The cycle has hardly been broken. Social media reports during subsequent Christmas seasons continued to tell the same story: drowning, recovery, grief, silence.

Then came another devastating incident shortly after the 2025 Christmas celebrations, when six students of a secondary school in Gboko reportedly lost their lives while returning to school after the holidays as their boat capsized on the river.

For residents, the tragedy is no longer shocking; it is depressingly familiar.
While superstition and rumours of spiritual forces often trail such incidents, a prominent traditional ruler near the river has dismissed such explanations, insisting that the causes are disturbingly simple and preventable.

The kindred head (Ortar) of Mbajor, Chief Akaangee Hembaor, who lives close to one of the crossing points of River Buruku, says recklessness, alcohol abuse and faulty boats are at the heart of the recurring deaths.

“Most times it is mismanagement that leads to those accidents. Even the mishap that occurred recently, the boat was an old faulty one. So, there is no reason to attribute it to witches and wizards or Mammy water. It is a wooden boat, not iron.

So once there is a hole on it, water can penetrate to fill it and it will definitely sink”, Chief Akaangee discloses in an interview with our reporter.

His words puncture the myths that often distract from accountability. According to him, many of the festive drownings are linked to excessive alcohol consumption and a dangerous disregard for the river’s depth and currents.

“For those who died in the course of beaching, many of them do take excessive alcohol before they start swimming and they insist going to the deepest points of the river,” he explained, adding that “the other year, many of them died like that and they were very many in the boat.”

Chief Akaangee urged boat operators to repair faulty vessels and warned swimmers against alcohol-fuelled bravado, but his comments also expose a deeper problem: a system that leaves safety to chance.

River Buruku is not just a recreational site; it is a vital transport route for students, traders and farmers moving between communities.

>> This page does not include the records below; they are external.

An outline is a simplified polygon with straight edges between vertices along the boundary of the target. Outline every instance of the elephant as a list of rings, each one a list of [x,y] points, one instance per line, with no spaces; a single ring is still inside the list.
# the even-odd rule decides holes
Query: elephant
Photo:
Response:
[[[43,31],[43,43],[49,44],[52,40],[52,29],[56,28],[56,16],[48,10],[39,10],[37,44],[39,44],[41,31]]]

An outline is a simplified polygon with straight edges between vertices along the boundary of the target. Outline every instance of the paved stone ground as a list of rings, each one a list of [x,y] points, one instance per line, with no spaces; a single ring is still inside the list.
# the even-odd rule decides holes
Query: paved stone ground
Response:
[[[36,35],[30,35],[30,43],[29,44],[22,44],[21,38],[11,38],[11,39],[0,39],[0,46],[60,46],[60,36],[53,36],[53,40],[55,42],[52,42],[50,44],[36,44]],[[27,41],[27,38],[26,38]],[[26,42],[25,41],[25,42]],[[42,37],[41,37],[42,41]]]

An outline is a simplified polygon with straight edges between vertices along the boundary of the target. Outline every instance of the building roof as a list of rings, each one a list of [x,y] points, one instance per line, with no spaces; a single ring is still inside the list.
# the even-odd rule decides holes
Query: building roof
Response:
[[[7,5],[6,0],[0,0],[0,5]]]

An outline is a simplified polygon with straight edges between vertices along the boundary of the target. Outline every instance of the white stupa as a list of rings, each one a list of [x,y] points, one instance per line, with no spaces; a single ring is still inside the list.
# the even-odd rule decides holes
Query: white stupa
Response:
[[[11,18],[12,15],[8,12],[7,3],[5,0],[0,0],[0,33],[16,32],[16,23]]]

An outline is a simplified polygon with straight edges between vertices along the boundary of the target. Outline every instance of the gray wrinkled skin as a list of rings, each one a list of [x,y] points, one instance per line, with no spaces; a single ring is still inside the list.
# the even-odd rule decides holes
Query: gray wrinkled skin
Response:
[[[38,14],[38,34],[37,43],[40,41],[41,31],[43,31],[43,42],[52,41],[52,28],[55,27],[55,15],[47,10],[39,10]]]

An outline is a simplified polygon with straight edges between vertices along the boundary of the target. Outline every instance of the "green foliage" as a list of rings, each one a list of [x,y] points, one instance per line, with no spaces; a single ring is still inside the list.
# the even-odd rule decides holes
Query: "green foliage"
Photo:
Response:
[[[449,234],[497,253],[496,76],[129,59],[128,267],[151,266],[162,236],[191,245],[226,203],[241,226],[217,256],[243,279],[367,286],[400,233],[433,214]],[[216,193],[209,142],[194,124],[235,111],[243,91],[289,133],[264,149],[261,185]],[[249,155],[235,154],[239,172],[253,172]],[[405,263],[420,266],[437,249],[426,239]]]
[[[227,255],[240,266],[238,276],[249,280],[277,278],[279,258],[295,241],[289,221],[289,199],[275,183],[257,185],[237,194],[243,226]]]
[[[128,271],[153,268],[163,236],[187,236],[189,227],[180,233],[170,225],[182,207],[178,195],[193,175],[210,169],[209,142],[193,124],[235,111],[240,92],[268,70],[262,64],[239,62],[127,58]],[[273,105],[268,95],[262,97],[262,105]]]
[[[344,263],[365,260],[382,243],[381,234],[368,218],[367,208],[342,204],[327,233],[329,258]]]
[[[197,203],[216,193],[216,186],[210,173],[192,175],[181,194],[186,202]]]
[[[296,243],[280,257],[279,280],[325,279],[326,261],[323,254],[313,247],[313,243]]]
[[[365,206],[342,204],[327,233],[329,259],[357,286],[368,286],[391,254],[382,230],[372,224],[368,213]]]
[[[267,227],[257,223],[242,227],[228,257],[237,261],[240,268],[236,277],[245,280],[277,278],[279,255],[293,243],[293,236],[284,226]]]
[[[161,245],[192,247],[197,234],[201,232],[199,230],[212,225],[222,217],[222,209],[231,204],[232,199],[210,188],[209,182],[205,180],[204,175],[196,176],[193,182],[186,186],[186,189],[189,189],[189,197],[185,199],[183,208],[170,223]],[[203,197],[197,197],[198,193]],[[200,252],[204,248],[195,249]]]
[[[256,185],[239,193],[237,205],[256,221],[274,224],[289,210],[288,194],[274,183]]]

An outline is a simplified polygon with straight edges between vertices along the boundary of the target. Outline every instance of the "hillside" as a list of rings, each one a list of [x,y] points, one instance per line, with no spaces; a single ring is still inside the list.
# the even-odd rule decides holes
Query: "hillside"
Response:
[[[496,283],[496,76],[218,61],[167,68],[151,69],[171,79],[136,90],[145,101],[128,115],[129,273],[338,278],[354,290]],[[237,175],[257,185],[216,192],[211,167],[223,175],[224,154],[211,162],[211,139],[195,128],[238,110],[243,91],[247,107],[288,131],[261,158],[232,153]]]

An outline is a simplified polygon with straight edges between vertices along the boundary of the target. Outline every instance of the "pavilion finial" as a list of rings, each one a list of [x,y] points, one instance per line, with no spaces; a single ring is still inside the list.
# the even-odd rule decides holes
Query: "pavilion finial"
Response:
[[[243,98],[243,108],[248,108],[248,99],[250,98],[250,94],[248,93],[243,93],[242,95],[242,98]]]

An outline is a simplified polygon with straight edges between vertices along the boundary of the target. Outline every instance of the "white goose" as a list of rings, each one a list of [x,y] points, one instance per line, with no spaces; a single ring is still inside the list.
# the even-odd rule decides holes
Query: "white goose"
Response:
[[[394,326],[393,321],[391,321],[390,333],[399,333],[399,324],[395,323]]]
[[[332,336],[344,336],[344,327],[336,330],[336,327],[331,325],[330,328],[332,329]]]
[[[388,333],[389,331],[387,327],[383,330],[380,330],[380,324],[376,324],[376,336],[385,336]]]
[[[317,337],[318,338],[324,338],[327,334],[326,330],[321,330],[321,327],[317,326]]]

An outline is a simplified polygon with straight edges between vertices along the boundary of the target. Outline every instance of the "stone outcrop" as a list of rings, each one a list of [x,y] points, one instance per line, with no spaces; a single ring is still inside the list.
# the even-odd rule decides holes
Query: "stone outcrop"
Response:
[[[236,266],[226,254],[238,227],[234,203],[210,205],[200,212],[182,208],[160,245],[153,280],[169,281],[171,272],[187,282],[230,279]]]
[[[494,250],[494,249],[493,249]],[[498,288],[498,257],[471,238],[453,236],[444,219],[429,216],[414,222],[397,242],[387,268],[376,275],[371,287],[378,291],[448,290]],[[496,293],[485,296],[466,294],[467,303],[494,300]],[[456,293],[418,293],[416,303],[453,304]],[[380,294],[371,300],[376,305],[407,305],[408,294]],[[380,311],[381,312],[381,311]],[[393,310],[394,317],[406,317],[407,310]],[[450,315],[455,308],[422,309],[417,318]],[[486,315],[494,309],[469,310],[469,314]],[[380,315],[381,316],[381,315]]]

Yet, there are no functional safety patrols, no enforcement of passenger limits, no compulsory life jackets and no structured regulation of boat operations.

During festive periods, the risks multiply as crowds swell, alcohol flows freely and warnings are ignored. In this context, each death is not an accident in the true sense of the word; it is the outcome of neglect.

At the centre of public frustration is the ongoing multi-billion-naira bridge proposed to span River Buruku. For residents like James Tyodugh, a functional bridge would “drastically reduce reliance on unsafe boats,” especially for daily commuting and school transportation, calling on the federal government to expedite the construction of the bridge. Each new tragedy has renewed calls for the project, yet progress remains very slow.

Families of victims are left with permanent scars. Children lose parents, parents bury children, and communities mourn individuals whose deaths could have been avoided.

For them, statistics mean little; what matters is the absence at the dinner table and the silence where laughter once lived.

Beyond mourning, River Buruku stands as a damning symbol of governance failure. The dangers are well known. The causes have been clearly identified by community leaders themselves. Yet, the response has remained reactive-mourning after deaths instead of preventing them.

As Chief Akaangee’s blunt assessment shows, the river is not cursed. It is unsafe because it has been allowed to remain unsafe.

Until the construction of the long-awaited bridge is expedited and completed, boat operations are properly regulated, and sustained public education and enforcement are introduced, River Buruku will continue to claim lives. Each new mishap will merely add another paragraph to a tragic story Benue State has read for far too long.

The question now is no longer whether the deaths will continue, but whether government action will finally arrive before the next boat capsizes.